Anggota Komisi IV DPR RI, Arif Rahman menyampaikan, “mengenai kebijakan Penangkapan Ikan Terukur, secara kebijakan sebenarnya sudah ada upaya dari KKP. Namun, implementasinya masih belum optimal. Salah satu kendalanya adalah keterbatasan APBN, misalnya dalam pembangunan Pelabuhan.
Dalam Rapat Bersama Komisi IV DPR RI dengan KKP di Gedung Nusantara DPR RI, Jakarta, (21/11), disoroti dampak kebijakan tersebut terhadap nelayan lokal, terutama di daerah Banten I. Menurut Arif, banyak nelayan di wilayah tersebut yang terjerat masalah hukum karena dinilai melanggar aturan, meskipun hal itu terjadi akibat faktor teknis dan administratif yang lambat.

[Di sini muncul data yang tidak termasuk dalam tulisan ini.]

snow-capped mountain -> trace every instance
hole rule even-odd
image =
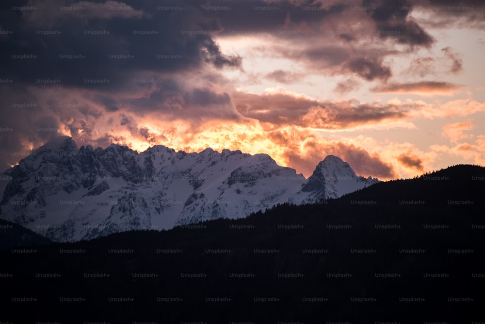
[[[55,241],[89,239],[132,229],[168,229],[239,218],[278,203],[337,198],[379,182],[327,156],[307,179],[267,154],[162,145],[138,153],[112,144],[78,149],[64,136],[8,170],[0,218]]]

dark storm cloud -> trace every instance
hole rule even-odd
[[[422,171],[423,170],[422,161],[417,156],[410,156],[402,154],[398,156],[397,160],[401,164],[407,168],[414,169],[418,171]]]
[[[434,39],[409,17],[412,6],[407,0],[365,0],[364,5],[372,6],[369,14],[375,23],[374,33],[381,38],[393,39],[401,44],[429,47]]]
[[[420,81],[409,83],[391,83],[381,85],[372,89],[375,92],[425,93],[451,92],[461,85],[441,81]]]
[[[452,73],[456,73],[463,69],[463,61],[458,57],[457,54],[453,51],[452,48],[449,47],[441,49],[445,53],[445,56],[452,61],[452,66],[449,71]]]
[[[485,30],[485,2],[482,0],[412,0],[430,17],[423,23],[437,28]]]
[[[339,129],[384,119],[398,119],[412,106],[360,104],[357,101],[332,102],[297,98],[284,94],[233,94],[238,111],[261,122]]]
[[[65,86],[109,90],[132,86],[129,77],[134,71],[175,72],[204,63],[219,68],[241,65],[241,58],[224,55],[212,39],[211,33],[221,28],[217,22],[190,6],[170,11],[157,10],[149,1],[35,4],[37,9],[32,13],[11,11],[2,22],[14,35],[1,41],[0,55],[9,62],[3,72],[15,76],[16,82],[38,85],[37,79],[57,78]],[[69,5],[89,9],[59,9]],[[143,9],[108,9],[129,5]],[[98,14],[91,17],[86,11]],[[53,20],[48,20],[52,15]],[[54,22],[46,26],[39,21]],[[48,33],[54,34],[44,34]],[[33,58],[11,58],[23,54]]]
[[[368,81],[386,80],[392,75],[390,68],[384,65],[382,59],[377,57],[351,58],[344,64],[343,68]]]
[[[351,79],[341,81],[337,83],[334,91],[339,93],[347,93],[357,90],[360,87],[360,84]]]
[[[279,69],[267,73],[264,77],[272,81],[290,85],[301,81],[305,74]]]
[[[306,174],[311,174],[319,162],[327,155],[333,154],[348,163],[357,175],[372,175],[381,178],[393,178],[396,176],[392,166],[383,161],[378,155],[371,154],[352,144],[307,141],[304,145],[305,153],[301,154],[299,152],[300,144],[308,137],[311,138],[311,134],[303,132],[301,134],[301,138],[297,138],[296,141],[293,135],[283,131],[271,132],[268,136],[275,143],[288,148],[284,155],[288,159],[288,164],[298,166],[300,169],[298,171]]]

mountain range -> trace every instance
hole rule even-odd
[[[333,155],[306,179],[266,154],[210,148],[187,153],[162,145],[141,153],[115,144],[78,148],[67,136],[32,152],[2,176],[9,181],[0,218],[55,241],[241,218],[380,182],[356,175]]]
[[[482,323],[484,192],[485,168],[458,165],[244,218],[32,241],[0,250],[2,318]]]

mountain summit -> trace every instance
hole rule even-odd
[[[240,218],[278,204],[312,203],[379,182],[356,175],[329,155],[307,179],[269,155],[162,145],[78,148],[57,138],[5,172],[11,177],[0,218],[54,241],[89,239],[133,229],[168,229]]]

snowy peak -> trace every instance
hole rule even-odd
[[[307,179],[267,154],[239,150],[140,153],[112,144],[79,149],[61,136],[7,172],[0,218],[55,241],[90,239],[132,229],[169,229],[240,218],[278,204],[340,197],[378,182],[329,155]]]
[[[78,146],[74,140],[68,136],[60,136],[41,146],[36,153],[50,151],[54,152],[77,152]]]
[[[379,182],[371,177],[358,176],[347,162],[334,155],[327,156],[320,162],[308,178],[302,191],[315,192],[324,188],[315,199],[336,198]]]

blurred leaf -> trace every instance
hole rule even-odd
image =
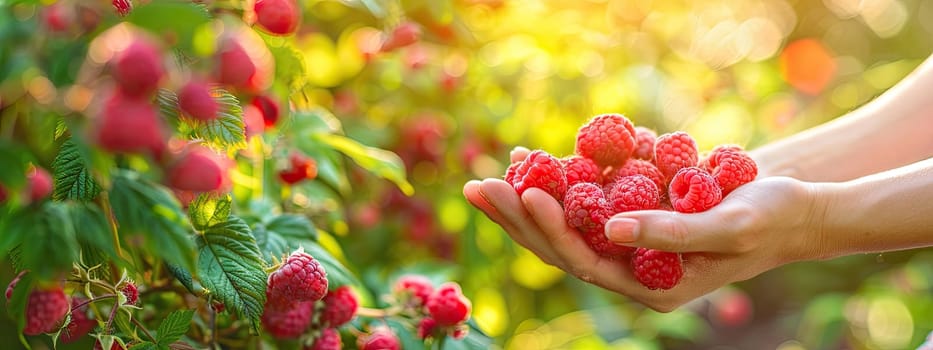
[[[110,204],[123,235],[141,233],[151,252],[165,261],[194,270],[194,246],[178,201],[164,187],[121,171],[113,177]]]
[[[52,170],[55,174],[55,191],[52,198],[55,200],[87,202],[100,193],[100,185],[91,176],[74,139],[68,139],[62,144],[55,161],[52,162]]]
[[[259,332],[266,302],[265,263],[246,223],[230,216],[198,239],[198,276],[204,287]]]

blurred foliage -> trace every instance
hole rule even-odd
[[[238,3],[217,1],[228,2]],[[330,124],[295,135],[289,127],[313,127],[294,118],[280,137],[297,138],[331,178],[298,186],[286,205],[316,214],[333,233],[321,244],[342,247],[338,258],[374,295],[405,272],[458,281],[476,325],[505,349],[905,349],[933,330],[929,249],[797,263],[658,314],[543,264],[461,194],[469,179],[501,176],[515,145],[571,153],[579,125],[598,113],[688,131],[701,150],[754,148],[840,116],[929,55],[933,2],[300,2],[298,35],[263,35],[277,80],[288,81],[273,89]],[[36,3],[0,0],[4,101],[53,100],[87,50],[37,32]],[[192,23],[179,43],[213,52],[212,29],[197,13],[180,16]],[[421,26],[421,40],[372,48],[404,21]],[[18,51],[39,43],[48,51],[38,62]],[[383,155],[349,139],[392,150],[407,182],[365,176],[367,160]],[[322,159],[339,155],[315,154],[320,143],[358,155],[346,179],[328,175]],[[718,318],[730,295],[749,298],[747,321]]]

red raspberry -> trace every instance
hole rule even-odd
[[[75,308],[85,302],[87,302],[87,299],[84,298],[71,299],[71,322],[62,330],[62,343],[67,344],[74,342],[87,335],[97,326],[97,321],[94,321],[87,315],[87,304],[82,305],[80,308]]]
[[[620,166],[635,150],[635,126],[621,114],[593,117],[577,131],[576,153],[599,166]]]
[[[697,165],[697,152],[696,140],[690,134],[664,134],[654,144],[654,164],[668,183],[678,170]]]
[[[638,248],[632,255],[635,279],[648,289],[671,289],[684,275],[683,260],[678,253]]]
[[[70,309],[71,302],[62,287],[32,291],[26,304],[26,328],[23,333],[38,335],[56,331]]]
[[[683,168],[668,190],[671,206],[681,213],[699,213],[722,201],[722,190],[710,174],[697,167]]]
[[[512,184],[519,196],[525,193],[525,190],[537,187],[558,201],[564,198],[564,193],[567,192],[567,176],[560,161],[554,156],[536,150],[528,153],[525,160],[512,166],[515,167],[514,173],[509,176],[512,170],[507,170],[506,181]]]
[[[606,184],[612,184],[620,178],[632,175],[647,176],[658,187],[658,192],[661,195],[667,193],[667,181],[664,179],[664,174],[661,174],[661,170],[654,164],[642,159],[629,159],[625,162],[625,165],[614,169],[609,176],[606,176]]]
[[[573,155],[561,158],[560,163],[564,166],[567,186],[573,186],[581,182],[602,182],[602,169],[592,159]]]
[[[441,327],[463,323],[470,317],[470,300],[463,296],[460,285],[455,282],[437,287],[424,306]]]
[[[308,253],[295,251],[285,263],[269,275],[267,303],[289,305],[298,301],[317,301],[327,294],[327,272]]]
[[[262,326],[279,339],[294,339],[304,334],[311,325],[311,316],[314,313],[313,301],[291,303],[288,307],[279,308],[266,302],[262,312]]]
[[[139,302],[139,289],[136,288],[136,284],[133,282],[127,282],[120,291],[126,296],[127,305],[136,305]]]
[[[700,162],[700,168],[716,179],[725,197],[758,176],[758,165],[738,146],[718,146]]]
[[[613,214],[658,209],[661,205],[658,186],[644,175],[625,176],[609,186],[608,198]]]
[[[150,96],[165,75],[162,53],[152,43],[137,38],[117,54],[113,74],[120,90],[127,95]]]
[[[292,34],[301,22],[301,9],[295,0],[256,0],[253,9],[259,26],[270,34]]]
[[[333,328],[325,328],[321,331],[321,335],[314,339],[314,344],[304,347],[305,350],[340,350],[341,348],[343,348],[343,343],[340,340],[340,332]]]
[[[211,94],[207,83],[191,80],[178,91],[178,107],[188,115],[200,121],[217,119],[220,106]]]
[[[421,275],[405,275],[395,282],[392,290],[393,294],[404,304],[421,306],[434,293],[434,284],[427,277]]]
[[[398,336],[391,328],[385,326],[374,327],[369,334],[364,334],[356,339],[356,345],[360,350],[399,350]]]
[[[612,216],[612,207],[603,189],[584,182],[573,185],[564,196],[564,219],[580,232],[602,229]]]
[[[654,143],[658,139],[658,134],[654,130],[643,126],[635,127],[635,151],[632,152],[632,158],[652,160],[654,159]]]
[[[360,302],[349,286],[327,292],[324,296],[324,311],[321,322],[327,327],[340,327],[356,316],[356,308]]]

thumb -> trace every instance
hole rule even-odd
[[[734,252],[738,220],[725,210],[678,213],[643,210],[619,213],[606,222],[606,238],[627,246],[669,252]]]

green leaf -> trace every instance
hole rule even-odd
[[[165,261],[194,270],[194,246],[185,213],[164,187],[137,174],[120,171],[113,177],[110,203],[120,234],[142,234],[150,251]]]
[[[169,345],[181,339],[185,333],[188,333],[192,317],[194,317],[194,310],[176,310],[168,314],[156,331],[159,345]]]
[[[232,204],[233,198],[229,194],[218,196],[202,193],[188,206],[188,218],[194,229],[204,230],[227,221]]]
[[[315,136],[321,142],[346,154],[363,169],[394,182],[403,193],[411,195],[415,192],[414,187],[405,177],[405,164],[402,163],[402,158],[395,153],[365,146],[341,135],[319,133]]]
[[[100,193],[100,185],[94,181],[91,172],[81,157],[81,152],[73,139],[68,139],[52,162],[55,173],[55,200],[77,200],[88,202]]]
[[[259,332],[266,302],[265,263],[246,223],[236,217],[211,226],[198,240],[198,276],[221,302]]]

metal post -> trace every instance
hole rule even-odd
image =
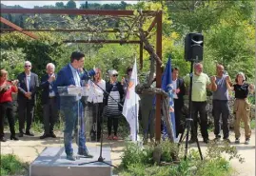
[[[162,60],[162,14],[163,11],[157,13],[157,30],[156,30],[156,54]],[[156,88],[161,88],[162,68],[156,64]],[[161,95],[156,96],[156,120],[155,120],[155,141],[160,142],[161,139]]]

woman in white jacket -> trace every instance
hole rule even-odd
[[[90,129],[91,141],[100,141],[101,138],[101,124],[103,121],[103,98],[104,90],[106,90],[106,82],[102,79],[102,72],[100,68],[96,69],[93,76],[93,82],[89,80],[88,86],[89,87],[88,102],[92,107],[92,127]],[[99,88],[100,87],[100,88]]]

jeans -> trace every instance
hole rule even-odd
[[[197,137],[197,123],[199,122],[201,127],[201,133],[205,140],[208,139],[207,131],[207,102],[193,102],[192,101],[192,117],[194,131],[192,131],[191,138],[195,139]],[[198,119],[198,112],[200,118]]]
[[[61,100],[61,111],[65,116],[65,129],[64,129],[64,145],[65,151],[67,155],[73,154],[72,144],[72,132],[76,125],[76,119],[78,118],[78,152],[79,151],[88,151],[86,147],[86,138],[85,138],[85,127],[84,127],[84,111],[83,105],[79,101],[73,102],[69,101],[69,97],[63,98]]]
[[[229,125],[228,125],[228,116],[229,116],[229,107],[227,100],[213,100],[213,117],[214,117],[214,134],[216,137],[219,136],[221,130],[220,118],[222,115],[223,121],[223,138],[227,139],[229,137]]]
[[[0,104],[0,138],[5,136],[4,133],[4,122],[5,116],[8,118],[10,135],[15,136],[14,129],[14,117],[12,109],[12,102],[5,102]]]

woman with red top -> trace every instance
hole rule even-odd
[[[0,70],[0,141],[6,142],[4,133],[5,116],[8,118],[10,140],[18,140],[15,137],[14,118],[12,109],[12,97],[11,92],[17,92],[18,81],[8,81],[8,71],[5,69]]]

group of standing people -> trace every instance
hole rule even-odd
[[[174,88],[174,108],[175,108],[175,122],[176,134],[178,136],[181,130],[181,111],[184,106],[183,96],[189,89],[189,75],[184,78],[178,78],[179,69],[174,68],[172,69],[172,84]],[[223,128],[224,141],[230,143],[229,140],[229,124],[228,117],[230,108],[228,106],[229,91],[233,90],[235,93],[235,105],[233,113],[235,114],[235,143],[240,143],[240,123],[241,120],[245,123],[246,142],[249,144],[251,129],[249,110],[250,105],[247,100],[248,92],[254,91],[254,86],[247,84],[246,76],[243,72],[239,72],[235,77],[235,83],[231,82],[228,75],[225,73],[222,65],[216,66],[216,75],[210,78],[203,72],[203,65],[197,63],[194,65],[194,72],[192,75],[192,92],[191,92],[191,109],[193,118],[193,128],[191,131],[190,143],[194,143],[197,138],[198,124],[201,127],[201,134],[205,143],[209,142],[207,131],[207,91],[212,91],[212,115],[214,117],[214,141],[220,141],[221,135],[221,122]],[[198,117],[199,114],[199,117]]]
[[[75,160],[71,147],[72,133],[79,123],[78,154],[85,157],[92,157],[86,147],[85,135],[85,106],[92,108],[91,135],[92,140],[101,138],[103,112],[108,117],[108,139],[118,140],[118,119],[122,115],[122,107],[125,97],[125,79],[117,80],[118,72],[110,70],[109,81],[102,79],[100,68],[89,71],[84,69],[85,55],[74,51],[70,55],[70,63],[55,74],[55,66],[52,63],[47,65],[47,74],[38,80],[38,76],[31,72],[31,63],[26,61],[24,72],[18,75],[14,81],[8,80],[8,71],[0,72],[0,141],[6,142],[4,137],[4,118],[8,117],[10,139],[18,140],[14,130],[14,116],[11,93],[18,93],[18,121],[19,137],[24,135],[34,136],[31,128],[33,111],[36,101],[36,93],[42,89],[42,108],[44,117],[44,134],[40,139],[48,137],[56,138],[54,125],[58,120],[58,109],[61,109],[65,119],[64,144],[67,159]],[[92,79],[90,79],[92,78]],[[77,100],[73,96],[59,96],[58,87],[85,87],[88,91]],[[76,102],[78,101],[79,104]],[[81,112],[80,115],[78,113]],[[78,117],[79,116],[79,117]],[[78,119],[77,119],[78,117]],[[25,127],[25,122],[27,126]],[[113,127],[113,136],[112,136]],[[97,131],[95,133],[95,130]]]
[[[85,127],[83,126],[83,109],[86,105],[92,108],[92,127],[90,136],[92,140],[101,138],[103,116],[108,118],[108,139],[118,140],[118,119],[122,116],[123,102],[126,97],[127,88],[131,75],[132,68],[128,68],[127,78],[118,81],[118,72],[113,69],[108,72],[109,81],[102,79],[100,68],[93,68],[87,71],[83,68],[85,55],[82,52],[72,52],[70,63],[64,67],[58,74],[55,74],[55,66],[52,63],[47,65],[47,74],[38,80],[38,76],[31,72],[31,63],[25,62],[24,72],[18,75],[14,81],[8,80],[8,72],[5,69],[0,71],[0,141],[5,142],[4,137],[4,117],[8,117],[10,140],[18,140],[15,136],[14,117],[12,109],[11,93],[18,93],[18,116],[19,116],[19,137],[24,135],[33,136],[31,132],[31,123],[36,100],[36,92],[39,88],[42,91],[42,106],[44,116],[44,134],[40,139],[48,137],[56,138],[53,132],[54,125],[58,119],[58,107],[64,112],[65,130],[64,144],[67,153],[67,159],[75,160],[73,149],[71,147],[72,132],[76,128],[77,123],[81,125],[78,139],[78,154],[86,157],[92,157],[86,147]],[[174,111],[176,122],[176,137],[183,132],[181,125],[182,108],[184,107],[184,95],[189,88],[189,75],[184,79],[179,78],[179,68],[172,68],[172,85],[174,93]],[[213,92],[213,117],[214,117],[214,134],[216,141],[221,139],[220,119],[223,121],[223,139],[228,143],[229,125],[228,117],[230,109],[228,107],[228,91],[235,92],[235,105],[233,113],[235,114],[235,143],[240,143],[240,122],[245,123],[246,144],[250,139],[250,105],[247,100],[248,92],[254,90],[254,86],[247,84],[243,72],[236,75],[235,83],[231,82],[228,75],[225,74],[222,65],[216,67],[216,76],[210,78],[203,72],[203,65],[197,63],[194,65],[194,73],[192,75],[192,92],[191,92],[191,109],[193,126],[195,130],[191,132],[190,143],[195,142],[197,138],[197,124],[201,127],[201,133],[205,143],[208,143],[207,117],[207,89]],[[90,77],[92,79],[90,79]],[[86,87],[88,93],[80,97],[79,100],[72,96],[63,96],[60,99],[57,87]],[[79,102],[78,104],[76,102]],[[87,102],[88,104],[85,104]],[[141,108],[148,108],[149,110],[142,109],[144,126],[144,138],[148,140],[148,129],[149,128],[150,139],[153,138],[154,127],[154,97],[141,97]],[[79,111],[82,111],[77,119]],[[199,113],[199,118],[198,118]],[[27,122],[25,130],[25,122]],[[148,126],[148,124],[150,124]],[[112,135],[113,127],[113,135]],[[95,132],[96,131],[96,132]]]

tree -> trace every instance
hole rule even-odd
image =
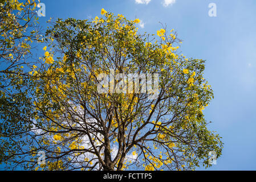
[[[0,162],[5,155],[2,147],[8,148],[9,151],[15,150],[18,143],[23,142],[13,139],[23,132],[21,128],[29,126],[18,119],[12,120],[11,115],[6,118],[3,115],[7,110],[14,111],[15,115],[22,111],[13,106],[17,102],[21,104],[26,93],[20,94],[21,88],[14,90],[12,85],[19,85],[23,78],[27,77],[27,71],[31,68],[32,61],[31,51],[35,48],[33,42],[43,41],[37,24],[38,18],[35,15],[36,7],[34,0],[26,2],[17,0],[0,2],[0,107],[3,112],[0,114]]]
[[[35,1],[23,3],[18,0],[2,1],[0,3],[0,85],[9,86],[10,73],[18,74],[29,65],[33,41],[42,42],[40,28],[36,25]]]
[[[22,136],[25,147],[5,149],[5,162],[36,170],[210,166],[209,152],[219,157],[222,143],[202,111],[213,98],[203,78],[205,61],[180,55],[180,40],[166,27],[157,36],[140,34],[139,19],[104,9],[101,15],[91,22],[58,19],[47,31],[54,40],[29,78],[13,84],[29,94],[17,105],[26,114],[2,114],[31,126]],[[47,162],[38,166],[41,151]]]

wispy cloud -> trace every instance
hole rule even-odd
[[[176,0],[164,0],[162,5],[164,7],[167,7],[170,5],[174,4]]]
[[[135,0],[135,2],[137,4],[148,5],[151,0]]]

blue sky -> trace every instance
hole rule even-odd
[[[165,1],[168,6],[165,0],[41,0],[46,16],[39,22],[46,27],[50,17],[92,18],[104,8],[139,18],[142,32],[155,34],[161,27],[159,22],[174,28],[183,40],[184,55],[207,60],[205,77],[214,99],[204,112],[212,121],[210,129],[224,142],[222,155],[209,169],[255,170],[256,1]],[[210,3],[217,5],[217,17],[208,15]]]

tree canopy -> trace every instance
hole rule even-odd
[[[219,157],[222,143],[202,112],[213,98],[205,61],[181,54],[173,30],[140,34],[139,19],[104,9],[99,16],[58,19],[43,38],[44,55],[11,75],[12,89],[0,98],[1,136],[15,150],[1,146],[1,162],[36,170],[210,166],[209,152]],[[143,90],[141,75],[158,77]],[[46,163],[38,165],[42,151]]]

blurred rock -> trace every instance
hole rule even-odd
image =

“Banyak nelayan di daerah saya, khususnya di Lebak dan Pandeglang, yang ditangkap polisi karena membeli BBM yang dianggap ilegal. Hal ini terjadi karena proses pendaftaran perahu di dinas terlalu lama. Nelayan yang butuh makan akhirnya tetap melaut dan membeli BBM dari SPBU lain, tetapi kemudian ditangkap,” jelasnya.
Ia menyarankan agar KKP segera menciptakan strategi lebih ramah nelayan. “Seperti mempercepat proses administrasi dan menyediakan fasilitas loket khusus di daerah-daerah nelayan. “KKP seharusnya membuat loket-loket atau tempat layanan di daerah masing-masing agar nelayan bisa lebih cepat mengurus izin perahu. Proses yang lambat ini mencerminkan kelalaian pemerintah dalam melayani kebutuhan masyarakat,” tambahnya.
Selain itu, ia menduga adanya oknum yang memanfaatkan proses administrasi ini untuk keuntungan pribadi. Ia meminta KKP untuk menyelidiki dan menindak tegas jika ada indikasi penyimpangan.
“Kalau di tempat lain, izin bisa selesai dalam waktu seminggu hingga sebulan. Tapi di Banten, prosesnya bisa sampai enam bulan. Saya menduga ada oknum tertentu yang memanfaatkan situasi ini untuk memeras nelayan,” ungkapnya.